Getting Started on Databricks

This framework is designed to run both locally, interactively in a notebook, and as a Databricks Job. Full setup instructions, configuration details, and examples are documented in the GitHub repository:

GitHub: https://github.com/alexmillerdb/mlflow-eval-agent

Prerequisites (Summary)

  • Databricks workspace
  • MLflow 3.1+
  • An agent with traces logged to an MLflow experiment

How It Runs (At a Glance)

  1. The initializer session analyzes production traces and creates a task plan
  2. Worker sessions generate the evaluation dataset, scorers, and runnable script
  3. A validation step executes the evaluation and verifies results
  4. Outputs are written to sessions/{timestamp}/evaluation/

The generated evaluation can be run directly against your Databricks workspace, with results logged back to MLflow for tracking and comparison.

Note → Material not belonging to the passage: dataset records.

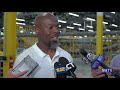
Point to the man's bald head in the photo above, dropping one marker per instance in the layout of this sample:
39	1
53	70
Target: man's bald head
42	16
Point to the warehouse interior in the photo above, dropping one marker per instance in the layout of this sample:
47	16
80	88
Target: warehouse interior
77	30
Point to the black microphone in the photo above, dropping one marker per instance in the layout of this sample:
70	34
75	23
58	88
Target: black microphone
97	61
60	70
70	67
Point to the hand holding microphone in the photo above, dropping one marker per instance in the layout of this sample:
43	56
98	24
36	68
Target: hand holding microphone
97	61
64	68
70	67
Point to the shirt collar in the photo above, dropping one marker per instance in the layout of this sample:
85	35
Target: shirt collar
44	54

For step-by-step instructions—local development, Databricks deployment, and job configuration—refer to the repository README.

Summary

Aspect

Manual Approach

This Framework

Time to first evaluation suite

1-3 days

< 2 hours

Test cases derived from production

Rarely done

Standard

Scorers that compile on first run

~60%

>95%

Coverage of actual failure modes

Ad-hoc

Systematic

The value isn’t just speed—it’s a repeatable signal. By removing the front-loaded, manual work that makes evaluation hard to sustain, MLflow traces can reliably feed evaluation, evaluation can surface real gaps and regressions, and engineers can focus on deciding what to fix or improve next.

By turning evaluation into trace-driven infrastructure rather than an ad-hoc task, this framework makes systematic measurement of agent behavior practical in production - using MLflow and Databricks primitives teams already rely on.